Este libro es una deuda que tengo que pagar como se pagan las deudas
del amor. Una deuda con más de la mitad de los sonidos que he oído
en mi vida, inevitablemente, porque estaban en el aire. (Por otro
lado, bien lo sé, las deudas con el silencio son impagables.) El
detonante de este texto fue la lectura de un ensayo de James Fenton
en el número 64 de Diario de Poesía de
Buenos Aires que comienza así: “Hace unas décadas, cuando conocí
estrechamente a algunos aspirantes a poetas estadounidenses, lo que
más me llamó la atención fue que esos poetas -que experimentaban
cierta antipatía por cualquier poema que no fuera contemporáneo-
tenían una amplitud de gustos en música, y por
lo tanto en las letras de esas músicas, que no se relacionaban para
nada con sus gustos en poesía. Era como si usaran una parte
diferente del cerebro para pensar en el tema de la música.
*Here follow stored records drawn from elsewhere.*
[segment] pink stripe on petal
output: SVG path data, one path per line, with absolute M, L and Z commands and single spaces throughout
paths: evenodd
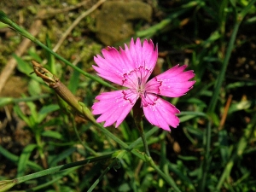
M 96 96 L 96 99 L 99 102 L 95 102 L 91 107 L 93 114 L 101 114 L 96 121 L 98 123 L 105 121 L 105 127 L 114 122 L 116 122 L 115 126 L 119 126 L 134 105 L 126 98 L 128 95 L 131 97 L 129 99 L 131 100 L 132 93 L 129 90 L 104 92 Z
M 170 125 L 176 128 L 179 125 L 179 119 L 176 116 L 177 113 L 179 113 L 177 108 L 154 95 L 148 94 L 147 97 L 146 101 L 155 100 L 153 105 L 148 104 L 144 106 L 143 104 L 145 117 L 151 124 L 166 131 L 171 130 Z
M 178 65 L 154 77 L 146 84 L 148 92 L 160 96 L 177 97 L 186 94 L 195 81 L 189 81 L 195 77 L 193 71 L 183 72 L 187 66 Z

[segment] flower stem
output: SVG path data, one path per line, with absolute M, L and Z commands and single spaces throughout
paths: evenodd
M 150 157 L 148 143 L 147 143 L 147 139 L 145 137 L 144 133 L 144 129 L 143 129 L 143 108 L 141 107 L 141 100 L 138 99 L 135 105 L 133 106 L 132 108 L 133 111 L 133 118 L 134 118 L 134 122 L 137 126 L 137 128 L 139 130 L 141 137 L 143 139 L 143 143 L 144 145 L 145 152 L 146 154 Z

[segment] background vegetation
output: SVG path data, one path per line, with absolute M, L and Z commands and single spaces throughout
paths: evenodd
M 158 44 L 160 58 L 154 75 L 177 63 L 188 64 L 196 84 L 186 96 L 169 99 L 182 111 L 180 125 L 169 133 L 144 121 L 145 131 L 154 131 L 148 137 L 153 160 L 180 191 L 256 191 L 255 1 L 145 0 L 129 6 L 125 3 L 131 1 L 119 1 L 137 11 L 116 6 L 117 10 L 106 15 L 102 9 L 109 2 L 113 1 L 102 1 L 78 23 L 98 1 L 9 0 L 1 1 L 0 7 L 48 47 L 55 49 L 59 42 L 55 51 L 93 76 L 93 56 L 107 45 L 123 46 L 131 37 Z M 111 18 L 122 20 L 102 29 L 107 16 L 110 24 Z M 125 27 L 116 29 L 113 36 L 106 32 L 115 26 Z M 90 121 L 65 113 L 61 105 L 60 108 L 54 90 L 31 74 L 30 61 L 44 64 L 89 108 L 96 96 L 111 89 L 80 74 L 38 44 L 24 47 L 23 40 L 0 23 L 0 181 L 123 148 Z M 3 77 L 7 67 L 11 75 Z M 127 144 L 139 137 L 131 115 L 119 128 L 106 129 Z M 141 143 L 134 146 L 143 151 Z M 130 152 L 117 161 L 107 158 L 32 178 L 12 190 L 87 191 L 90 187 L 95 191 L 174 190 Z

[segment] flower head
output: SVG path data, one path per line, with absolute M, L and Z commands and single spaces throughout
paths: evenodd
M 96 55 L 93 66 L 97 74 L 113 83 L 126 87 L 125 90 L 103 92 L 96 97 L 97 102 L 92 106 L 93 114 L 101 114 L 97 122 L 105 121 L 104 126 L 115 124 L 118 127 L 136 102 L 140 99 L 146 119 L 164 130 L 170 125 L 176 128 L 179 119 L 176 116 L 179 110 L 159 96 L 178 97 L 188 92 L 195 81 L 189 81 L 193 71 L 184 72 L 187 66 L 177 65 L 148 81 L 155 67 L 158 49 L 152 40 L 139 38 L 131 41 L 130 48 L 119 52 L 113 47 L 102 51 L 103 57 Z M 148 82 L 147 82 L 148 81 Z

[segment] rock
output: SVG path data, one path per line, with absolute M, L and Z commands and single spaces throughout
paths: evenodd
M 151 20 L 152 8 L 140 1 L 109 1 L 103 3 L 96 17 L 96 36 L 106 45 L 134 34 L 137 20 Z

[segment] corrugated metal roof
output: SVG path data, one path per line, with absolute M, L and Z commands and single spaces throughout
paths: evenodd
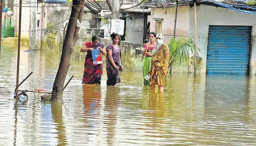
M 122 10 L 124 12 L 133 12 L 136 13 L 150 13 L 151 12 L 151 9 L 124 9 Z
M 189 5 L 188 4 L 179 4 L 178 5 L 178 7 L 187 6 Z M 176 7 L 176 5 L 154 5 L 154 4 L 151 5 L 143 5 L 140 6 L 141 8 L 169 8 Z

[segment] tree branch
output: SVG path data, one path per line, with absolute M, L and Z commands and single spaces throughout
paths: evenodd
M 109 9 L 111 12 L 112 12 L 112 11 L 113 11 L 113 9 L 112 8 L 112 5 L 111 4 L 111 3 L 110 3 L 109 0 L 106 0 L 106 1 L 107 2 L 107 4 L 108 4 L 108 5 L 109 6 Z

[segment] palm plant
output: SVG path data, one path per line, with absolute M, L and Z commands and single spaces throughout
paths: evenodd
M 173 66 L 174 64 L 179 65 L 184 62 L 188 64 L 189 50 L 193 54 L 195 50 L 200 52 L 192 37 L 188 39 L 184 38 L 180 38 L 177 40 L 173 38 L 171 39 L 169 45 L 170 59 L 168 66 L 170 73 L 172 72 Z

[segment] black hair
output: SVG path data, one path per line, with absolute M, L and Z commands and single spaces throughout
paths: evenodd
M 118 34 L 117 34 L 116 33 L 115 33 L 114 32 L 113 32 L 113 34 L 110 35 L 110 37 L 111 37 L 112 41 L 114 40 L 114 39 L 116 38 L 116 36 L 118 36 L 118 37 L 119 38 L 119 39 L 120 39 L 121 37 L 120 37 L 120 35 L 119 35 Z
M 91 38 L 91 41 L 93 42 L 94 42 L 96 40 L 98 40 L 99 39 L 99 36 L 98 36 L 97 35 L 94 35 L 93 36 L 93 37 Z
M 157 37 L 157 33 L 155 32 L 154 32 L 152 31 L 150 32 L 149 32 L 149 34 L 148 34 L 148 36 L 149 36 L 149 35 L 150 35 L 150 34 L 153 34 L 154 36 L 155 36 L 155 38 Z

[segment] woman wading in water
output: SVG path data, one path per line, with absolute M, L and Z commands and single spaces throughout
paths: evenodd
M 169 48 L 163 42 L 163 35 L 157 35 L 156 46 L 152 51 L 150 82 L 151 91 L 155 91 L 155 85 L 158 86 L 158 92 L 163 92 L 164 80 L 168 72 L 170 52 Z
M 104 49 L 104 45 L 99 41 L 99 36 L 97 35 L 93 36 L 92 41 L 86 42 L 81 48 L 81 52 L 87 52 L 85 56 L 84 70 L 82 84 L 100 84 L 101 76 L 103 73 L 102 64 L 93 64 L 91 51 L 98 48 L 103 55 L 106 55 L 106 52 Z
M 121 47 L 117 45 L 120 39 L 117 34 L 113 33 L 110 35 L 112 43 L 107 47 L 107 56 L 106 57 L 106 68 L 108 80 L 107 85 L 114 86 L 121 82 L 120 70 L 124 67 L 122 65 L 121 59 Z
M 151 67 L 151 59 L 152 55 L 151 53 L 152 50 L 155 46 L 155 37 L 157 34 L 154 32 L 150 32 L 148 35 L 149 42 L 145 44 L 144 45 L 144 50 L 142 55 L 145 57 L 144 64 L 143 65 L 143 77 L 144 79 L 144 85 L 150 85 L 149 80 L 147 80 L 144 78 L 144 77 L 147 75 L 148 72 Z

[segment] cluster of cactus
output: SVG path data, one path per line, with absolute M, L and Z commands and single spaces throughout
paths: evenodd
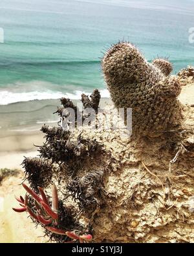
M 34 222 L 40 223 L 49 232 L 65 237 L 64 242 L 73 242 L 77 240 L 80 242 L 91 242 L 92 239 L 91 235 L 77 235 L 74 231 L 65 231 L 58 227 L 59 224 L 59 199 L 56 186 L 52 186 L 52 206 L 50 205 L 49 200 L 41 187 L 38 190 L 41 196 L 38 195 L 25 184 L 23 184 L 23 188 L 31 196 L 30 200 L 27 194 L 25 198 L 21 196 L 16 198 L 21 208 L 12 208 L 16 212 L 28 212 Z M 69 241 L 69 238 L 70 240 Z
M 91 103 L 87 107 L 85 105 L 83 109 L 92 107 L 97 110 L 100 99 L 98 90 L 94 91 L 91 100 L 88 96 L 84 97 Z M 82 95 L 83 105 L 84 97 Z M 78 115 L 82 114 L 69 99 L 61 98 L 61 102 L 63 107 L 58 107 L 56 112 L 61 119 L 66 118 L 64 113 L 68 116 L 68 108 L 78 111 Z M 36 224 L 45 228 L 45 235 L 51 240 L 89 242 L 92 238 L 90 224 L 83 225 L 77 215 L 81 211 L 89 216 L 99 206 L 100 199 L 98 198 L 103 190 L 103 171 L 85 173 L 84 170 L 90 166 L 91 159 L 104 154 L 103 145 L 96 139 L 83 138 L 81 131 L 77 131 L 76 135 L 74 129 L 65 129 L 61 122 L 58 124 L 57 127 L 44 125 L 41 131 L 45 142 L 38 146 L 39 157 L 25 158 L 25 180 L 30 188 L 23 184 L 28 196 L 25 199 L 21 196 L 16 198 L 21 208 L 13 209 L 17 212 L 28 212 Z M 52 200 L 50 202 L 43 189 L 49 189 L 53 182 L 58 184 L 59 196 L 56 186 L 52 186 Z M 69 197 L 76 205 L 69 205 Z
M 67 189 L 74 198 L 78 199 L 81 208 L 88 214 L 97 207 L 97 195 L 103 193 L 103 171 L 91 172 L 81 177 L 76 177 L 68 185 Z
M 167 60 L 149 63 L 135 46 L 120 42 L 105 54 L 102 70 L 115 106 L 132 109 L 133 134 L 157 136 L 180 125 L 181 86 Z

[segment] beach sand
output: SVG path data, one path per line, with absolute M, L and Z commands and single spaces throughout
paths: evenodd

Y
lo que es más, era como si en esa parte diferente tuvieran las cosas
más claras que en la parte con la que pensaban la poesía. En la
parte musical sabían muy bien qué les gustaba y deseaban escuchar,
y aún qué deseaban hacer si, por ejemplo, tomaban una guitarra para
interpretar una melodía o para componer una canción. Pero en cuanto
a la parte poética, sus juicios eran defensivos y tensos; tenían
claridad para una cosa y confusión acompañada de cierto nerviosismo
para la otra. Se me ocurrió entonces que esos poetas serían más
felices si echaran abajo las barreras de su cerebro, si aceptaran que
la persona dedicada a estudiar escritura creativa con el propósito
de producir poesía era la misma cuyo auto estaba lleno de cintas de
música country”.
Más adelante, Fenton señala que
hoy en día se escribe poesía mucho más para el ojo que para el
oído. El objeto del poeta culto es ser leído en silencio y
recogimiento y no se imagina interpretado en voz alta por sí mismo o
por otro.
El ensayo de Fenton toma otro rumbo,
por demás muy interesante, y no menciona el atajo por donde yo tomé,
a saber, que no solo existe esa incongruencia en los gustos, sino
que, a pesar de que los malos versos superan a los buenos, en la
llamada canción popular latinoamericana del siglo XX existe un
corpus de poesía para ver, escrita originalmente para ser oída.